Al ver cómo le felicitaban unánimemente los jefes y los compañeros por
su _serenidad_, comprendió que lo que padecía era atrofia del
entusiasmo. Y así le cogió la disolución del cuerpo de artillería por
decreto revolucionario. Casi se alegró. Ya no tenía cariño al uniforme.
Y sin embargo, todavía el _espíritu de cuerpo_ le dominaba. Le cruzó por
las mientes irse al campo carlista, y no lo hizo, porque los compañeros
habían determinado «aguardar, estar á ver venir.» Se fué á Madrid,
hospedándose en casa de unos parientes encumbrados, un título primo de
su madre.
¡Cuántos recuerdos se le agolpaban! La noche oscura parecía poblarse de
estrellas y constelaciones, de centelleos misteriosos.... Gabriel sentía
una impresión, frecuente en las personas á quienes la viveza de la
fantasía y de la sensibilidad hacen pasar, durante una existencia
relativamente corta, por muchas y muy variadas fases psíquicas.

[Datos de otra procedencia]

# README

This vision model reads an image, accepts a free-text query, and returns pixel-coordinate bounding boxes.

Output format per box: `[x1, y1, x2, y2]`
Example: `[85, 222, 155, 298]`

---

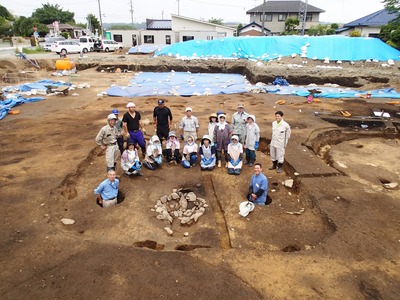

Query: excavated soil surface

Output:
[0, 53, 400, 299]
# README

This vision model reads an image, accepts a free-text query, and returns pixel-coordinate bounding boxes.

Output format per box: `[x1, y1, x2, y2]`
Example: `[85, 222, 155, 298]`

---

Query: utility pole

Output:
[97, 0, 104, 38]
[130, 0, 135, 30]
[299, 0, 308, 35]
[261, 0, 265, 36]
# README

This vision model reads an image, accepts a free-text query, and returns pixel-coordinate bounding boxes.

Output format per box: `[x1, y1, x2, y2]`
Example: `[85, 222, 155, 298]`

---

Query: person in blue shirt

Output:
[94, 169, 119, 207]
[247, 163, 268, 205]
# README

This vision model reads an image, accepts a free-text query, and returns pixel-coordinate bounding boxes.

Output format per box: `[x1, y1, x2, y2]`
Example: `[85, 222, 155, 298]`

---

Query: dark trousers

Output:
[246, 148, 256, 164]
[163, 149, 182, 163]
[156, 125, 169, 142]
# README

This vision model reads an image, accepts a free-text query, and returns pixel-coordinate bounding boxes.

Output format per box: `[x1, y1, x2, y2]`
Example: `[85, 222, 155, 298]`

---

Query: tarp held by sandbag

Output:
[155, 36, 400, 61]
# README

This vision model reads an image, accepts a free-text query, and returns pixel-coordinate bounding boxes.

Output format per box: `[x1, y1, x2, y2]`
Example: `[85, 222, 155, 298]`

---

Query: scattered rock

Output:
[284, 179, 294, 188]
[186, 192, 197, 201]
[383, 182, 399, 189]
[152, 188, 208, 227]
[61, 218, 75, 225]
[164, 227, 174, 235]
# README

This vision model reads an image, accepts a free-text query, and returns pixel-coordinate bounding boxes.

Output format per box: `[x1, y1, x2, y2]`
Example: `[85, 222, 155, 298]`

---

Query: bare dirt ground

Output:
[0, 54, 400, 299]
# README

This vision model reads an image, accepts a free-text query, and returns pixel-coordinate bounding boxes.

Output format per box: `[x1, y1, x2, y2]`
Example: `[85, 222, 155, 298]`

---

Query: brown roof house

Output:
[246, 1, 325, 35]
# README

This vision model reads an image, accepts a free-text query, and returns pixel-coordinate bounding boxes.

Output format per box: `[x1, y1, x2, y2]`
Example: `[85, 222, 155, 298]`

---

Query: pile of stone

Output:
[154, 189, 208, 234]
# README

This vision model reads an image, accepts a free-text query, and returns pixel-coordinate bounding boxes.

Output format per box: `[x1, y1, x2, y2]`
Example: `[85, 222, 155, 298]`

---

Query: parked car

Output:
[43, 36, 65, 51]
[79, 36, 95, 53]
[51, 40, 87, 54]
[94, 40, 123, 52]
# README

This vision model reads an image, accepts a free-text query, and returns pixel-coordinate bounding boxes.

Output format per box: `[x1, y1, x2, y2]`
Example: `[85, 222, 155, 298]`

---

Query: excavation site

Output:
[0, 51, 400, 299]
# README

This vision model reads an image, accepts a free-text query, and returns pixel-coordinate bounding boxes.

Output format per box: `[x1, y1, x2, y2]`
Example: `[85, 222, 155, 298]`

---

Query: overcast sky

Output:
[0, 0, 384, 24]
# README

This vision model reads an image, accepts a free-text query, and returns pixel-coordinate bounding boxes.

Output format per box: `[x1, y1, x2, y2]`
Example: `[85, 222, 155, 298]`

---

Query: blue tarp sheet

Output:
[107, 72, 400, 99]
[0, 79, 71, 120]
[262, 85, 400, 99]
[107, 72, 248, 97]
[0, 95, 45, 120]
[5, 79, 71, 92]
[155, 36, 400, 61]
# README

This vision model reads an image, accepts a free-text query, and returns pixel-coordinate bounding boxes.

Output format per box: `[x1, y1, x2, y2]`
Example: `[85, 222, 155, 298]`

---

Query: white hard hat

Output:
[107, 114, 117, 120]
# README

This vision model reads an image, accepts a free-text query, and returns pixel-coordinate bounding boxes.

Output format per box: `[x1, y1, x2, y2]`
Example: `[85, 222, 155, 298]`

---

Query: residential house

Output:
[46, 22, 90, 39]
[110, 14, 236, 47]
[246, 1, 325, 35]
[239, 22, 271, 36]
[336, 9, 398, 37]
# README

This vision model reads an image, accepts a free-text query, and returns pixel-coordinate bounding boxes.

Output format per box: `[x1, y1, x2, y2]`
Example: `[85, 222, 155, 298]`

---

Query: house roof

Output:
[240, 22, 271, 32]
[246, 1, 325, 15]
[171, 14, 235, 31]
[146, 19, 172, 30]
[343, 9, 398, 27]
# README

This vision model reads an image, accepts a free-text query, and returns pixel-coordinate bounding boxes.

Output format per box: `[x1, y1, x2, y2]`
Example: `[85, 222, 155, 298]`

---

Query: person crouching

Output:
[121, 140, 142, 176]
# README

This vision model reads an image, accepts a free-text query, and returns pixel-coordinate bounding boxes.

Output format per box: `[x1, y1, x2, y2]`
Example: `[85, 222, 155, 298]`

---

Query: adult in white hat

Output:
[245, 115, 260, 167]
[269, 110, 291, 173]
[179, 107, 200, 142]
[228, 135, 243, 175]
[95, 114, 120, 172]
[247, 163, 268, 205]
[122, 102, 146, 157]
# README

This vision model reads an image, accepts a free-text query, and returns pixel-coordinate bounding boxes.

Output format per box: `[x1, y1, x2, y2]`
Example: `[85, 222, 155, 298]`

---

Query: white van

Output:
[94, 40, 124, 52]
[79, 36, 95, 53]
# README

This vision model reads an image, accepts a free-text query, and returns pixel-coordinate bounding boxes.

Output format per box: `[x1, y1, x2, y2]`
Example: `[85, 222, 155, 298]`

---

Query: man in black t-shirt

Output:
[153, 99, 172, 143]
[122, 102, 146, 157]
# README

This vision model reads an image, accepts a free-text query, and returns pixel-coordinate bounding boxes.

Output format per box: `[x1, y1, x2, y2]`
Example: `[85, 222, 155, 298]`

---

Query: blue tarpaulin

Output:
[0, 79, 71, 120]
[4, 79, 71, 92]
[0, 95, 45, 120]
[155, 36, 400, 61]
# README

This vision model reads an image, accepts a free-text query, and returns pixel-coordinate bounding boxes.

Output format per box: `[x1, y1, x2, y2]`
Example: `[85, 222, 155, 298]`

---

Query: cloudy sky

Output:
[1, 0, 384, 24]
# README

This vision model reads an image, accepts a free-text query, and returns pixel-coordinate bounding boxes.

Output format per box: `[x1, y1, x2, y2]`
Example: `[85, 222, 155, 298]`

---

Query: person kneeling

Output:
[228, 135, 243, 175]
[182, 135, 199, 168]
[121, 140, 142, 176]
[163, 131, 182, 164]
[199, 135, 217, 171]
[94, 169, 119, 207]
[143, 135, 162, 170]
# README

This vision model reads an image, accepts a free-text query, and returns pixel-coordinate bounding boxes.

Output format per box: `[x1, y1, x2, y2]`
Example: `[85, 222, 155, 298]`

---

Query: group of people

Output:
[95, 99, 291, 207]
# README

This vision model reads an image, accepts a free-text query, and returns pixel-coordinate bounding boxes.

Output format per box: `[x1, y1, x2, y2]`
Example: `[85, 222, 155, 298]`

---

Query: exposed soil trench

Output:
[0, 53, 400, 299]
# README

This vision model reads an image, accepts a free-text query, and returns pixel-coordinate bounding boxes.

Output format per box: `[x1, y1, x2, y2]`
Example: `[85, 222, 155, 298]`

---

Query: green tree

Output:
[110, 24, 135, 30]
[349, 30, 361, 37]
[32, 3, 75, 24]
[13, 17, 49, 36]
[0, 5, 14, 21]
[285, 18, 300, 34]
[0, 5, 14, 37]
[236, 23, 243, 36]
[208, 18, 224, 25]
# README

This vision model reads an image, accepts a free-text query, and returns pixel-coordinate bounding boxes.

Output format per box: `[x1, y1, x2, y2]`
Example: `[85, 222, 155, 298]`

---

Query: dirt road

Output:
[0, 54, 400, 299]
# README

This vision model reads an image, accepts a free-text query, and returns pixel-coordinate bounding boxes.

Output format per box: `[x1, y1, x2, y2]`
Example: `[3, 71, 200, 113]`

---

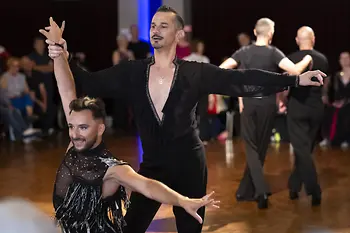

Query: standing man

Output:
[40, 6, 323, 233]
[220, 18, 311, 209]
[287, 26, 328, 205]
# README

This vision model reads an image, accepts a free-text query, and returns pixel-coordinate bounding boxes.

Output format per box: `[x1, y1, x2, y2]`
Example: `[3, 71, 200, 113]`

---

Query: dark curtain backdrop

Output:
[0, 0, 118, 70]
[192, 0, 350, 74]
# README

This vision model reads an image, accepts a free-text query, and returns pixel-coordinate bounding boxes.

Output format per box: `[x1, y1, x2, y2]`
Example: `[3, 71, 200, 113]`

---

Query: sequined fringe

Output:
[56, 183, 130, 233]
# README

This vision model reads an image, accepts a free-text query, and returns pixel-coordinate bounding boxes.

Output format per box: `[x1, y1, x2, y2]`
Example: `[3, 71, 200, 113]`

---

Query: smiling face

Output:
[68, 109, 105, 152]
[150, 12, 185, 49]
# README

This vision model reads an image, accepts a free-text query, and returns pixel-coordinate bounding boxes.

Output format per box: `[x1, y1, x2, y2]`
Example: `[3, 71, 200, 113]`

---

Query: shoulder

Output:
[17, 73, 26, 80]
[312, 49, 328, 62]
[98, 149, 129, 167]
[268, 45, 283, 54]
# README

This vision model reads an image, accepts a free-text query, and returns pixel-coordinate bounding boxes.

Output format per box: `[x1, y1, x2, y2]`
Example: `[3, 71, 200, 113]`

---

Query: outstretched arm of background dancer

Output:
[104, 166, 219, 223]
[199, 64, 326, 97]
[40, 18, 130, 98]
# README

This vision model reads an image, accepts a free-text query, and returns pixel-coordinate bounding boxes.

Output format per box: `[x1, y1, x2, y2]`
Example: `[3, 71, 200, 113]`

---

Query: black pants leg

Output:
[123, 165, 166, 233]
[172, 148, 207, 233]
[237, 99, 276, 200]
[287, 109, 322, 195]
[198, 96, 212, 141]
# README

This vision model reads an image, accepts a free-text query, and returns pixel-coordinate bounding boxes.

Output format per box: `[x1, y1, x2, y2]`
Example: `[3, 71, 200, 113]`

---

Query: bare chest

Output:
[148, 66, 175, 121]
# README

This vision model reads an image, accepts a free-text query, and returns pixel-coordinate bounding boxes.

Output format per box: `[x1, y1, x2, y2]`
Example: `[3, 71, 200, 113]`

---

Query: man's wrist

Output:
[295, 75, 300, 87]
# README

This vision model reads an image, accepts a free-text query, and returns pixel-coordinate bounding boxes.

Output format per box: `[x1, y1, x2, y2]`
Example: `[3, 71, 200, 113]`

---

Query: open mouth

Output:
[152, 36, 163, 41]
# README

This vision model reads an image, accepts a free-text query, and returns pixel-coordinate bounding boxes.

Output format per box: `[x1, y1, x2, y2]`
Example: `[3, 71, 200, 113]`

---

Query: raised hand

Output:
[181, 192, 220, 224]
[39, 17, 68, 59]
[299, 70, 327, 86]
[39, 17, 65, 43]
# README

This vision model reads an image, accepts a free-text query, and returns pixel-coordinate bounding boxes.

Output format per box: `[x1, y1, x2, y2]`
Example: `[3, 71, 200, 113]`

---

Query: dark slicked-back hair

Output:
[69, 97, 107, 122]
[157, 5, 185, 29]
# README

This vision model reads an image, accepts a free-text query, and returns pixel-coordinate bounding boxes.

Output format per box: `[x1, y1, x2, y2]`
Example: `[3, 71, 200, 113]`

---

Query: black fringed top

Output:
[53, 143, 129, 233]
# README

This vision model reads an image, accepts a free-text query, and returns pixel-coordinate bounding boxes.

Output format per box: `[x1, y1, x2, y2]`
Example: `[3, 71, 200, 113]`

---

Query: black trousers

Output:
[287, 99, 324, 195]
[123, 146, 207, 233]
[236, 97, 276, 200]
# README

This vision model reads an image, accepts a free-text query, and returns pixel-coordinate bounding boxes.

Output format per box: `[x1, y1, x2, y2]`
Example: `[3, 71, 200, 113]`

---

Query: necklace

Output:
[159, 77, 164, 84]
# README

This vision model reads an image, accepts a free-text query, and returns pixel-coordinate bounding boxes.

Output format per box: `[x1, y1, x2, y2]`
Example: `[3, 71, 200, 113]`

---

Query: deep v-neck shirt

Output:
[70, 57, 299, 164]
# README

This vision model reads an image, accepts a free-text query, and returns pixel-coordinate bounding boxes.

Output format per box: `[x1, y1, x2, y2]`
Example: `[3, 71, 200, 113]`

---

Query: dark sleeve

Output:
[69, 60, 130, 98]
[198, 64, 299, 97]
[272, 48, 286, 65]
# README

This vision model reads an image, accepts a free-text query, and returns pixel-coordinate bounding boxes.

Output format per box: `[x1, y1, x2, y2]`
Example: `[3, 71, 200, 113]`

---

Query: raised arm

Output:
[199, 64, 325, 97]
[39, 17, 129, 101]
[46, 39, 130, 98]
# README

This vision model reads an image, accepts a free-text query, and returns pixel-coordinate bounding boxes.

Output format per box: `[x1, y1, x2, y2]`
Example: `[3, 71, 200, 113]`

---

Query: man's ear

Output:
[98, 124, 106, 136]
[176, 30, 185, 41]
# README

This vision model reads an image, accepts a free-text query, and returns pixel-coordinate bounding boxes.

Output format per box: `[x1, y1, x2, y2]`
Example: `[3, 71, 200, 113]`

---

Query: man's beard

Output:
[72, 136, 97, 152]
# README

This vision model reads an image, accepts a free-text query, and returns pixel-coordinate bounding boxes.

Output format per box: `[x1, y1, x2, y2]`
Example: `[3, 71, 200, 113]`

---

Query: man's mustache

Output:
[152, 35, 163, 39]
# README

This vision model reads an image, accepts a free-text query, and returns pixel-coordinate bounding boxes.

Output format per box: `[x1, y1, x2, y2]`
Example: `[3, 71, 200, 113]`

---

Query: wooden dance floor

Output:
[0, 133, 350, 233]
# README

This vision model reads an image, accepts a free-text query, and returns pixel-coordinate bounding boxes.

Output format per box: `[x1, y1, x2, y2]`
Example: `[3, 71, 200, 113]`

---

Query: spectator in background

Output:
[237, 32, 252, 47]
[0, 198, 60, 233]
[0, 88, 40, 143]
[112, 34, 135, 65]
[0, 45, 10, 75]
[320, 52, 350, 149]
[128, 25, 151, 60]
[183, 40, 210, 63]
[0, 57, 33, 118]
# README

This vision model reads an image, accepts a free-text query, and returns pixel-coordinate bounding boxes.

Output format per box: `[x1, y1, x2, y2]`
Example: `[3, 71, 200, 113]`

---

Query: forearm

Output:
[54, 55, 77, 115]
[143, 179, 186, 206]
[199, 62, 299, 97]
[33, 65, 53, 73]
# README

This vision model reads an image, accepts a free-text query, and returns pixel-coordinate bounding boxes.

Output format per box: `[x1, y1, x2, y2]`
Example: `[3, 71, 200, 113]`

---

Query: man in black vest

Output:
[220, 18, 311, 208]
[287, 26, 328, 205]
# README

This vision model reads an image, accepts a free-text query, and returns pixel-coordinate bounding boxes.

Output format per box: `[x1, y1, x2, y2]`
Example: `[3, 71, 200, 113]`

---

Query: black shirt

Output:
[231, 44, 285, 104]
[231, 44, 286, 72]
[70, 56, 298, 167]
[128, 41, 151, 59]
[288, 50, 328, 105]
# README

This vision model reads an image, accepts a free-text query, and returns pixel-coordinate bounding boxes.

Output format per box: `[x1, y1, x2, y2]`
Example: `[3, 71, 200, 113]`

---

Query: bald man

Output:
[220, 18, 312, 209]
[287, 26, 328, 206]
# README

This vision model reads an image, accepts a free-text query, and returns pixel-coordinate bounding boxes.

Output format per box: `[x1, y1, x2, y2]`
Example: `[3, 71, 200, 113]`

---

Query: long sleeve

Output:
[69, 61, 130, 98]
[199, 64, 297, 97]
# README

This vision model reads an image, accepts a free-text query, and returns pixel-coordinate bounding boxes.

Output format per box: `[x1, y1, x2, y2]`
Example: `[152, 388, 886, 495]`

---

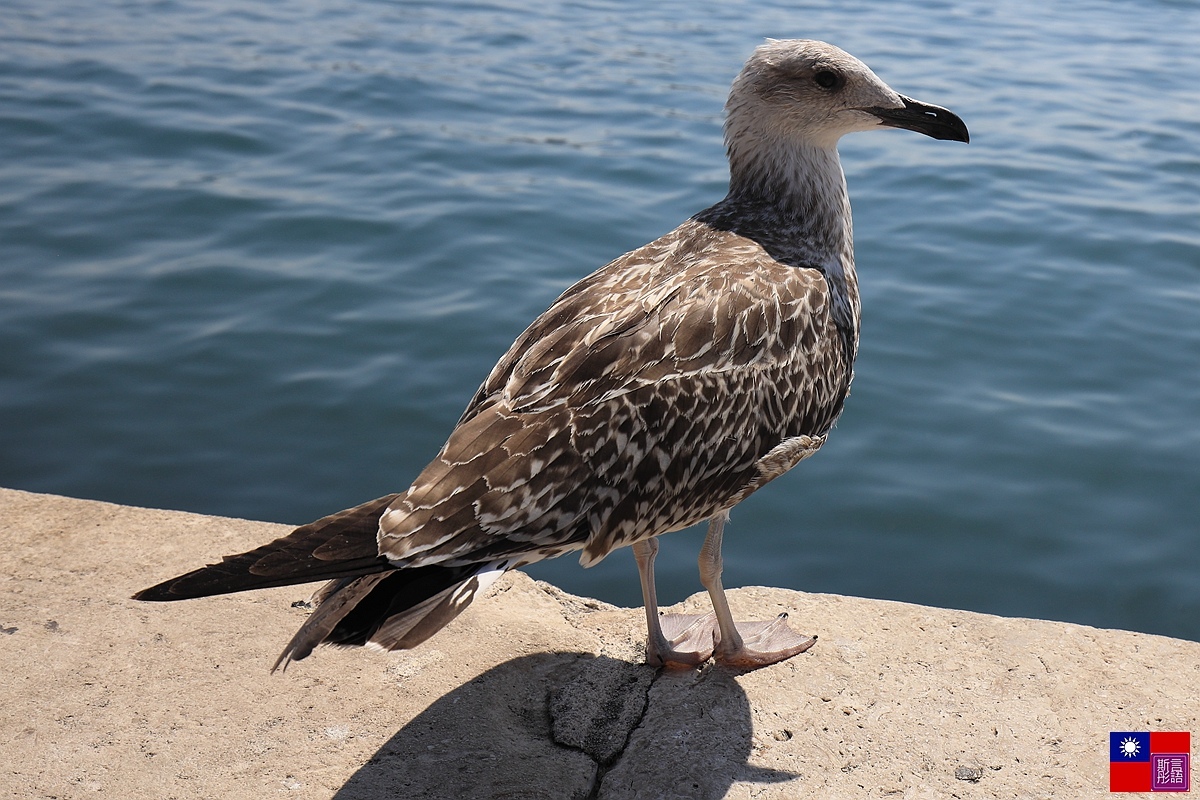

Admirábase del cambio producido en él por aquellos meses de residencia
en Madrid, y al mismo tiempo, se sorprendía _ahora_ de lo que se había
realizado en él _entonces_, y no creía ser la misma persona, sino evocar
la historia de otro hombre. Él no fué ni pudo jamás el brillante y
frívolo mancebo á quien tan especiales agasajos y tan lisonjera acogida
dispensaron las damas de alto copete, que le obsequiaban por oficial del
cuerpo hostil á la Revolución y por hidalgo provinciano, pero de vieja
cepa, de veintitantos abriles y gallarda figura. ¡Cuán dulces bromas le
habían sido disparadas entonces por risueños labios, recalcadas por el
guiño semi-altanero y semi-picaresco de algunos flecheros ojos de rica
hembra, á propósito de su afición á _la peña_, entonces erigida en
sociedad reaccionaria, ojalatera del alfonsismo! Gabriel en el fondo se
sentía muy _peñasco_, igual que antes, y abominaba de saraos y visitas
de cumplido, de andar poniéndose el frac y el ramito en el ojal, de
saludos en la Castellana y bailes por todo lo fino; pero el asunto es
que iba, iba, iba, seguía yendo, arrastrado por una blanca mano cuya
piel suave le causaba mareos deliciosos..... Era una viuda, hermana de
la mujer de su primo, en cuya casa vivía; hermosa hembra de treinta y
tantos, dotada de ingenio, oro y blasones... Gabriel no había tenido
sino aventuras de alojamiento ó de días de salida en Segovia. Volvióse
loco, y un día, con la mente y la sangre caldeadas, habló de bodas, para
asegurar hasta el fin de la vida la dicha actual... Se le rieron
blandamente, y como insistió, le pusieron de patitas fuera del paraíso.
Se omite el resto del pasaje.